Left with only four voting members and struggling to come to consensus regarding the school as a whole — as well as its safety, traffic and broader community implications — the remaining members of council made several motions regarding the appeal that failed.

In attempt to address some of the concerns raised by the appellants, City Councilor Mary Baumgardner moved to approve the school with three new conditions of approval: reducing the school's maximum occupancy from 850 students and staff to 650, requiring smaller school busses and moving the site of the building to the location of the track and field in the initial proposal. Baumgardner's motion failed 4-0.

Councilor Todd Jones eventually made a motion of his own to deny the appeal and accept the application as well as remove the commission's condition of approval to close the Brandon Place connection to the public.

Councilor Rory Bialostosky stated that opening Brandon Place to through traffic would generate hundreds of additional trips per day on Dollar Street, and would thus violate city code regarding traffic on neighborhood streets.

Jones' motion also died, leading Bialostosky to make a motion of his own.

Bialostosky moved to uphold the appeal and deny the district's application. Jones and Council President Bill Relyea voted "no" to Bialostosky's motion, forcing the tie.

With the failure of the Willamette Neighborhood Association's appeal, the district can now move forward with its plans for the school. However, there is still time for another appeal to the Oregon Land Use Board of Appeals.

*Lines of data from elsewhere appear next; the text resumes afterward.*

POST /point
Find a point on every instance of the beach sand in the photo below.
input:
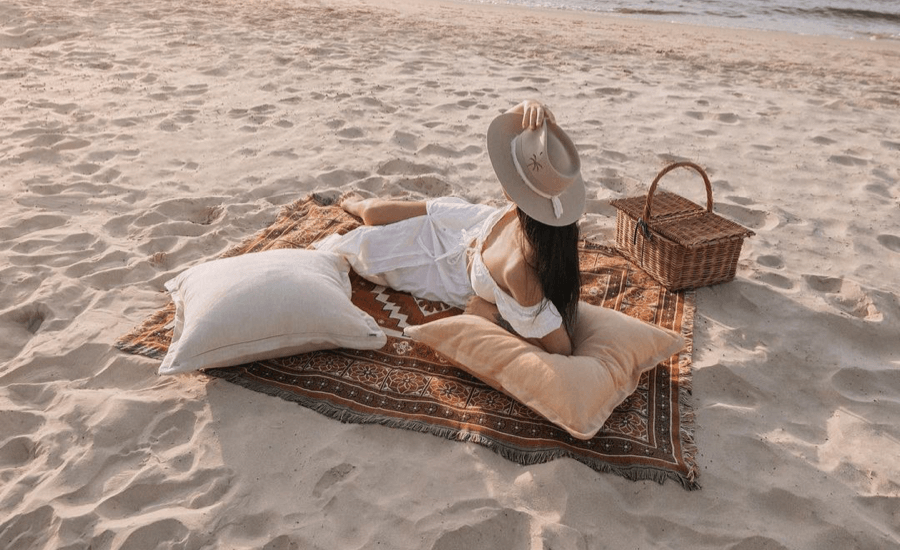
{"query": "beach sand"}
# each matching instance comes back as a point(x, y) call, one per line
point(140, 138)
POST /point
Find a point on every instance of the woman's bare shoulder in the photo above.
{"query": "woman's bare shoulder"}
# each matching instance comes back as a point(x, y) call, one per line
point(522, 282)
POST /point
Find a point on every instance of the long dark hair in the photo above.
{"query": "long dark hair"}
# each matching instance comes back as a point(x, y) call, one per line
point(554, 257)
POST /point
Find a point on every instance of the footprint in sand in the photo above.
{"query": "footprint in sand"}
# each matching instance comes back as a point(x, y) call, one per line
point(867, 386)
point(844, 295)
point(430, 186)
point(748, 217)
point(728, 118)
point(847, 160)
point(891, 242)
point(18, 327)
point(331, 477)
point(506, 529)
point(822, 140)
point(405, 168)
point(771, 261)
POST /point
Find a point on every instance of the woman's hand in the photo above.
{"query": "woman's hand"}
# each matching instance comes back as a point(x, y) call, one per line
point(533, 114)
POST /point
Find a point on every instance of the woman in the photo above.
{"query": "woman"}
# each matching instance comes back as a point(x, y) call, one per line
point(516, 266)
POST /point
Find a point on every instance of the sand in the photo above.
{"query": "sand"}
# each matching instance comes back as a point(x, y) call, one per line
point(140, 138)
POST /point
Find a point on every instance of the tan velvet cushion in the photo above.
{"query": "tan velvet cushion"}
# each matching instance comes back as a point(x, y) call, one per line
point(577, 393)
point(262, 306)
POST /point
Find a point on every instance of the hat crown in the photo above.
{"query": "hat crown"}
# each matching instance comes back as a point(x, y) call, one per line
point(549, 163)
point(538, 168)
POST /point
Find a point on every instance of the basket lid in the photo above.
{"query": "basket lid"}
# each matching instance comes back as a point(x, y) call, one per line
point(699, 229)
point(665, 205)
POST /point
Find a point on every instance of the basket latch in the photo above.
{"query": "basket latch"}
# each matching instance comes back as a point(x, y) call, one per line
point(643, 228)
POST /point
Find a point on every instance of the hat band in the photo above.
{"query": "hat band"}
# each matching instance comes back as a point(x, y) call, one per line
point(554, 199)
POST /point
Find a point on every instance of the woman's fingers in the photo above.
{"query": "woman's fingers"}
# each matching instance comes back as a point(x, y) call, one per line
point(534, 115)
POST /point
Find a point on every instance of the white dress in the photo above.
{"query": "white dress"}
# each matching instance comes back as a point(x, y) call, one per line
point(427, 256)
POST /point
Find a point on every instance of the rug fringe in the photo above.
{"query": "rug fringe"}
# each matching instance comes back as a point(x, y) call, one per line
point(514, 454)
point(685, 395)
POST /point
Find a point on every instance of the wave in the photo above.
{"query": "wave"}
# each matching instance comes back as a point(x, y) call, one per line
point(647, 11)
point(843, 13)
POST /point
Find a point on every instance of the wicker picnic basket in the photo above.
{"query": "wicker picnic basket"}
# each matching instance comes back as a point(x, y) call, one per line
point(676, 241)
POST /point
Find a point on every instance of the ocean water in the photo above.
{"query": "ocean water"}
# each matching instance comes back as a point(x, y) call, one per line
point(857, 19)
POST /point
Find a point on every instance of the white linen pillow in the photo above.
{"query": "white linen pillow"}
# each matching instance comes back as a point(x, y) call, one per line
point(577, 392)
point(264, 305)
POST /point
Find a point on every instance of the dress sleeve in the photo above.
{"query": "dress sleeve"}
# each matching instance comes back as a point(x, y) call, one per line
point(536, 321)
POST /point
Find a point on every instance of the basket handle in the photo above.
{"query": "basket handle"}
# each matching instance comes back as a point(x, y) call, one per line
point(668, 169)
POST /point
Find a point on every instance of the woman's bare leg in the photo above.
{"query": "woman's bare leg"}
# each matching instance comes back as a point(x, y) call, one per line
point(382, 211)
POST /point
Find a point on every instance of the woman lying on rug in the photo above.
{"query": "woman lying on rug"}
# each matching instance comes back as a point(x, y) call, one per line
point(516, 266)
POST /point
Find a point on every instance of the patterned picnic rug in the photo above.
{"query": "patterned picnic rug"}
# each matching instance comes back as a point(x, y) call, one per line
point(407, 385)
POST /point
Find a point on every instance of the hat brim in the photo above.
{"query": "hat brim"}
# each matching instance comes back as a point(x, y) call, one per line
point(499, 141)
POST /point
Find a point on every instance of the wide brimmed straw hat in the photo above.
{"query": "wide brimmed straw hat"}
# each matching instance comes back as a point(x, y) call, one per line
point(539, 169)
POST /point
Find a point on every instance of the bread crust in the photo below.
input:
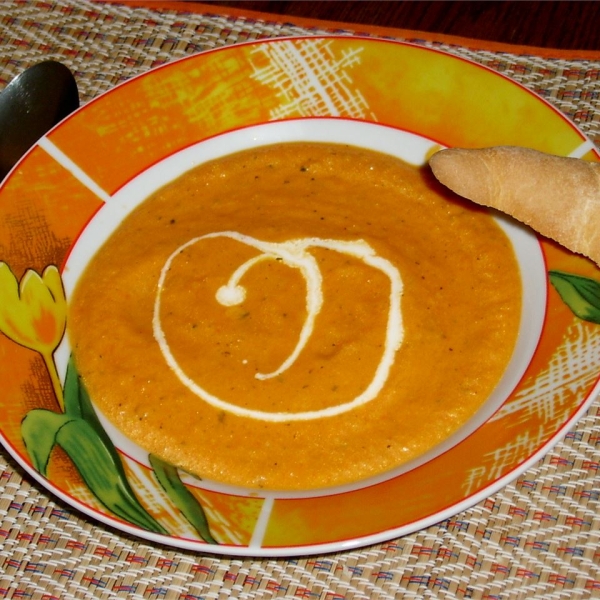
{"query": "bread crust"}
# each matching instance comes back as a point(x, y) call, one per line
point(558, 197)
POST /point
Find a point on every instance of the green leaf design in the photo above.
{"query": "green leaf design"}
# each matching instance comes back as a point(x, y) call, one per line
point(184, 500)
point(80, 434)
point(580, 294)
point(106, 479)
point(39, 429)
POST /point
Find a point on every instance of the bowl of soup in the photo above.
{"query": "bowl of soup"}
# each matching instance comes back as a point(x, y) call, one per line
point(257, 324)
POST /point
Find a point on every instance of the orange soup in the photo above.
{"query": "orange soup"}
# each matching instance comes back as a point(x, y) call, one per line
point(296, 316)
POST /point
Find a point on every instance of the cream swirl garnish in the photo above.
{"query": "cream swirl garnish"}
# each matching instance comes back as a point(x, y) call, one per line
point(294, 254)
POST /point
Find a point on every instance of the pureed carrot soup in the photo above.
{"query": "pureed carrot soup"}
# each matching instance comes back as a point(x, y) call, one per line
point(296, 316)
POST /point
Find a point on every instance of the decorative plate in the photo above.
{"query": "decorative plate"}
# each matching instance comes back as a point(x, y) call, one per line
point(64, 196)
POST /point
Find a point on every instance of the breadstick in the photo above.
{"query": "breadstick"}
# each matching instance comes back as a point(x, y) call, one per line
point(556, 196)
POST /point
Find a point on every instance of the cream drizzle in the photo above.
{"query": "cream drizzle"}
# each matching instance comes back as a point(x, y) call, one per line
point(294, 254)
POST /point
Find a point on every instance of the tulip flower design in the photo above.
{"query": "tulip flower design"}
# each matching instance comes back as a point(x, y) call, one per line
point(33, 313)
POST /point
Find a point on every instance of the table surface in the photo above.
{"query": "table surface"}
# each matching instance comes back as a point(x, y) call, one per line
point(537, 537)
point(548, 24)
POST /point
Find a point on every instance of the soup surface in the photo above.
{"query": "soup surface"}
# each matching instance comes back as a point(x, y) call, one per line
point(296, 316)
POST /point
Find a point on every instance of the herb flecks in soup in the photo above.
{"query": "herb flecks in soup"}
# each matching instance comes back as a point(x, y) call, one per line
point(296, 316)
point(293, 254)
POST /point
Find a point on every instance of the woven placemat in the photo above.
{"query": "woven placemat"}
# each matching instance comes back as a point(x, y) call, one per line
point(537, 538)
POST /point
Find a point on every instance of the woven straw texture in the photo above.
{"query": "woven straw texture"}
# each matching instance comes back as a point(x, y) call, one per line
point(537, 538)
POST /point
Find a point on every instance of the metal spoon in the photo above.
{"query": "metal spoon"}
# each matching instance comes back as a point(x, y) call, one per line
point(30, 105)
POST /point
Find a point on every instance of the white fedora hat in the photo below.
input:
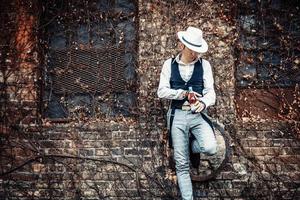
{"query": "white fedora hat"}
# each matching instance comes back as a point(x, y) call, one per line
point(192, 38)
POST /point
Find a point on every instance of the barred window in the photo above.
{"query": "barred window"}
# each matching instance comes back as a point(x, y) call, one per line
point(90, 58)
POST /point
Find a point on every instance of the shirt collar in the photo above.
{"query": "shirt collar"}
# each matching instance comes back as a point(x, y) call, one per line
point(177, 59)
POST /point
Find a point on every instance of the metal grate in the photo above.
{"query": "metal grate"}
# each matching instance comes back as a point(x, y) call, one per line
point(88, 70)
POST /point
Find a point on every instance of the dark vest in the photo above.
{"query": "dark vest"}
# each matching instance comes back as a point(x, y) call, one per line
point(176, 82)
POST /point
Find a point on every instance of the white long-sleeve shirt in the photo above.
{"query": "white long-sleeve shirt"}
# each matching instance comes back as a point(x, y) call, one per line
point(186, 71)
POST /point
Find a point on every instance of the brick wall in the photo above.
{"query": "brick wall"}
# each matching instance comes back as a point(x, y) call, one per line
point(126, 158)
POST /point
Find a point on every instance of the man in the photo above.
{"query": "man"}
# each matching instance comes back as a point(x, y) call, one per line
point(182, 78)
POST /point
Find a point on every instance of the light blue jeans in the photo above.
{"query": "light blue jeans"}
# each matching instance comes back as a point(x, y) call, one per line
point(183, 123)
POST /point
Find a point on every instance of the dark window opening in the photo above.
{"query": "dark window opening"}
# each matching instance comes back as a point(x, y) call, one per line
point(267, 70)
point(90, 58)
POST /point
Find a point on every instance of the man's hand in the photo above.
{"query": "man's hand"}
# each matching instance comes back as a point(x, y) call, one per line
point(193, 94)
point(198, 107)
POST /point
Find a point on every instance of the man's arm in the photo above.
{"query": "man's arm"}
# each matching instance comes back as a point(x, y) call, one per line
point(209, 95)
point(164, 88)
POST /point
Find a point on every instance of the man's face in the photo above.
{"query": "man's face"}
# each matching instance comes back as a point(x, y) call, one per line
point(189, 54)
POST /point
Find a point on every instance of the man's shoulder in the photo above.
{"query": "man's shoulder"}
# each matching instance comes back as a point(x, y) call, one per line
point(168, 62)
point(205, 63)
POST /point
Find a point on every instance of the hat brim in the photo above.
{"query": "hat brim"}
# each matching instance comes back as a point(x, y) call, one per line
point(202, 49)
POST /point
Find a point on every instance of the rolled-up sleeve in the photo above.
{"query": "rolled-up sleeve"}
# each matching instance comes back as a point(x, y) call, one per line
point(164, 88)
point(209, 95)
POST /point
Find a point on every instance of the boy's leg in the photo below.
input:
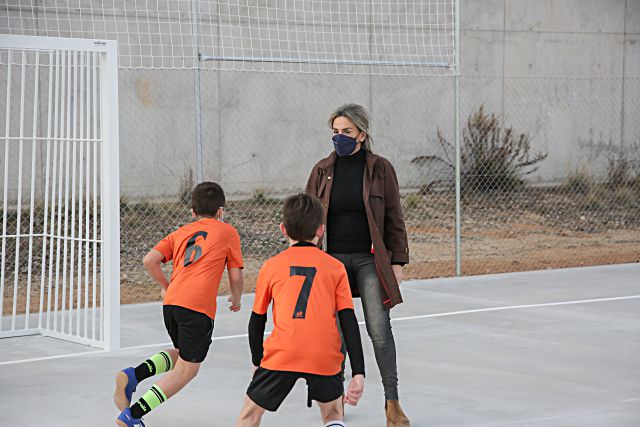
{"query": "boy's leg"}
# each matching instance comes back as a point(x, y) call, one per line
point(331, 413)
point(250, 414)
point(267, 391)
point(165, 388)
point(127, 380)
point(191, 333)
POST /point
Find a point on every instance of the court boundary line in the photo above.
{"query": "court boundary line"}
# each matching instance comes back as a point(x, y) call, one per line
point(397, 319)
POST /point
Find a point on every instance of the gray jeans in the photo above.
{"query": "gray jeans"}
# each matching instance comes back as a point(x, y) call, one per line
point(361, 267)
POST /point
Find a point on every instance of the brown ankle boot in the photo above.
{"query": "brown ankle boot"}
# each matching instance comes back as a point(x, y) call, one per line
point(395, 415)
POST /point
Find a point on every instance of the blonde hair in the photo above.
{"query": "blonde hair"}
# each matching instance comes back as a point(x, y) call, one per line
point(357, 115)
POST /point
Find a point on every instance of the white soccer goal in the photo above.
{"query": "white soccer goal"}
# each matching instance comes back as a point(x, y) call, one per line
point(59, 267)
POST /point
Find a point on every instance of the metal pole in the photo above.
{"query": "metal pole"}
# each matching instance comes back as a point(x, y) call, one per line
point(195, 15)
point(110, 175)
point(456, 95)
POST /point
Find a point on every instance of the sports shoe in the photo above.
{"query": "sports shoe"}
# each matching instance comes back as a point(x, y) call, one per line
point(126, 420)
point(126, 383)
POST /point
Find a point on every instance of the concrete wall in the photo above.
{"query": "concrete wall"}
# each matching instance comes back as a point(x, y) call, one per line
point(566, 72)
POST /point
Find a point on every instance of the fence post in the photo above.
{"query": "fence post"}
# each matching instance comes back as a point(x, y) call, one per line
point(195, 16)
point(456, 94)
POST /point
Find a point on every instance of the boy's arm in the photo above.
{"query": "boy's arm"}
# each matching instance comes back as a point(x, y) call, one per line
point(257, 324)
point(236, 283)
point(351, 333)
point(152, 263)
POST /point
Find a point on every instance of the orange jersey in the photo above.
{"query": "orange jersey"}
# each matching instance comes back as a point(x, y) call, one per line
point(308, 287)
point(199, 250)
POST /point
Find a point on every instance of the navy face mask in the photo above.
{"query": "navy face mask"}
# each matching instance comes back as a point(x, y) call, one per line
point(344, 144)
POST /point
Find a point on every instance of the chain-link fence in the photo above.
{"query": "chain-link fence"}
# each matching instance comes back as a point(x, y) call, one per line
point(549, 168)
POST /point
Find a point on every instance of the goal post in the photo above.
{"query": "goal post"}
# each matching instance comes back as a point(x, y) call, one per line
point(60, 210)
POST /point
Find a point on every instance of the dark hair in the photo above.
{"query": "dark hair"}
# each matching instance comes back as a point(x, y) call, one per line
point(302, 215)
point(207, 198)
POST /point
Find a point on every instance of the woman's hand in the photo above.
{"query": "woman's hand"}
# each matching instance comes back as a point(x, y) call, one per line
point(397, 270)
point(355, 389)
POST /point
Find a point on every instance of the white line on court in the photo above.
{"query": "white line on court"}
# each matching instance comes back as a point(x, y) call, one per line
point(397, 319)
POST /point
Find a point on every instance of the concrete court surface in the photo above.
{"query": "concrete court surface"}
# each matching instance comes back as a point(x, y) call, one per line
point(545, 348)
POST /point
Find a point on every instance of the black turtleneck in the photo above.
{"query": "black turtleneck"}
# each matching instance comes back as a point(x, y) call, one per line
point(347, 225)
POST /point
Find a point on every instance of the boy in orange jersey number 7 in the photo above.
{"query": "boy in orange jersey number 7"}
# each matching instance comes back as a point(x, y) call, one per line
point(200, 251)
point(309, 289)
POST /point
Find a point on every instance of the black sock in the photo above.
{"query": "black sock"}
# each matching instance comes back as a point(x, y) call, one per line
point(140, 409)
point(145, 370)
point(156, 364)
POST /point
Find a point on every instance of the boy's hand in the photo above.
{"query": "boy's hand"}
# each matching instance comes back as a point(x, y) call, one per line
point(354, 391)
point(235, 303)
point(397, 271)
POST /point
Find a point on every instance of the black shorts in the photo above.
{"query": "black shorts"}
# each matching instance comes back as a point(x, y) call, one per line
point(268, 389)
point(190, 332)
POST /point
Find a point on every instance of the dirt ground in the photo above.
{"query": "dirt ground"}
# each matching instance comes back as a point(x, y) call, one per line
point(502, 232)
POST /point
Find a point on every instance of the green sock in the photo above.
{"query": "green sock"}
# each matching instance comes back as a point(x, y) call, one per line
point(156, 364)
point(150, 400)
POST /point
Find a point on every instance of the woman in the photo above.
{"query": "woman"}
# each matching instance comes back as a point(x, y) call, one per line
point(366, 232)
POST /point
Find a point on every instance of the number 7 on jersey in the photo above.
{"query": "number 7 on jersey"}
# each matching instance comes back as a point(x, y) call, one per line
point(309, 273)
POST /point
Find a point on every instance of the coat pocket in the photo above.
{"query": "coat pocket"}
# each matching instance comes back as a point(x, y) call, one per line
point(321, 187)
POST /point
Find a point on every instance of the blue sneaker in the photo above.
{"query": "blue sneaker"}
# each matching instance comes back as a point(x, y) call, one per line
point(126, 420)
point(126, 383)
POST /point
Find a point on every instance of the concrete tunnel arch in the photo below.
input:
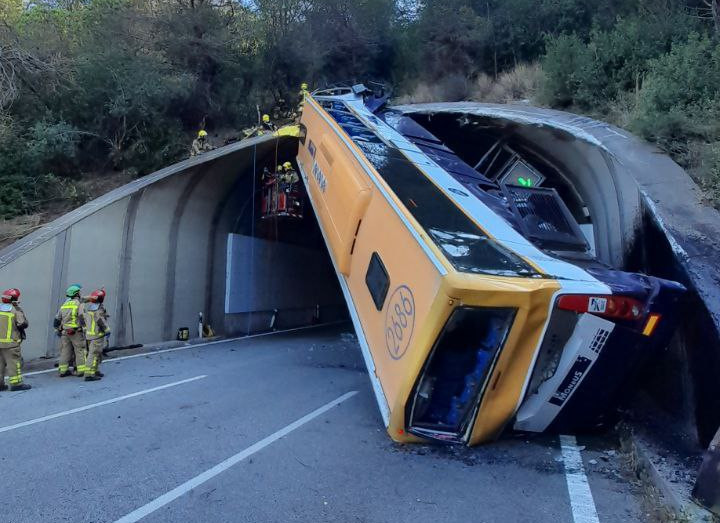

PMG FILE PHOTO - The district plans for the current Athey Creek site to be the future home of Arts & Technology High School. District spokesman Andrew Kilstrom said that even if the decision were appealed to LUBA, work on the new school would move forward. The project timeline, Kilstrom said, was still on track, with the new Athey Creek and new Arts & Technology High School still expected to open in 2023.

"It's what the district has always done," Kilstrom said about moving forward with school construction despite the risk that a legal challenge could succeed.

Part of the district's motivation to move Athey Creek Middle School to the Dollar Street site is the plan to move Arts & Technology High School to the current Athey Creek building. The district will lose its lease on the current Art Tech space next year and Art Tech students are now attending Wilsonville High School.

Mayor's impartiality challenged

Though Walters' impartiality to hear the matter was also challenged on Monday and the other four members unanimously expressed confidence in her ability to decide on the matter without bias, information presented Thursday by former City Councilor Teri Cummings swayed Bialostosky, Baumgardner and Relyea. Jones was the only one to maintain his vote of confidence in Walters.

Cummings' challenges to Walters' impartiality stemmed from the mayor's prior work with the school district — specifically, her work with the West Linn-Wilsonville Education Foundation, WLWV Superintendent Search Committee, WLWV School Safety Advisory Committee and 2019 Capital Bond Summit — and statements made in her 2020 mayoral campaign.

Bialostosky said it was the language from Walters' campaign website regarding the Dollar Street school that changed his mind.

Under the "My vision" page of Julesforwestlinn.com, a section on schools states: "New middle school site: WLWV has owned the Dollar Street property for a long time. They have welcomed public input at the 2019 bond summit, established a long-range planning committee and a bond measure that won by the largest margin ever.

"The district engaged the public extensively and is incorporating public concerns into the design."

This was the language that troubled Cummings, Bialostosky, Baumgardner and Relyea.

"This is a very awkward and difficult decision, but I would vote to accept the challenge based on this new information I was not aware of," Bialostosky said.

As she did on Monday, Walters said she would decide on the matter based only on the applicable criteria and information presented.

"I do not feel like I have any conflict of interest or challenges to my being impartial on this matter," Walters said. "I will do my duty and decide this matter based on what has been presented."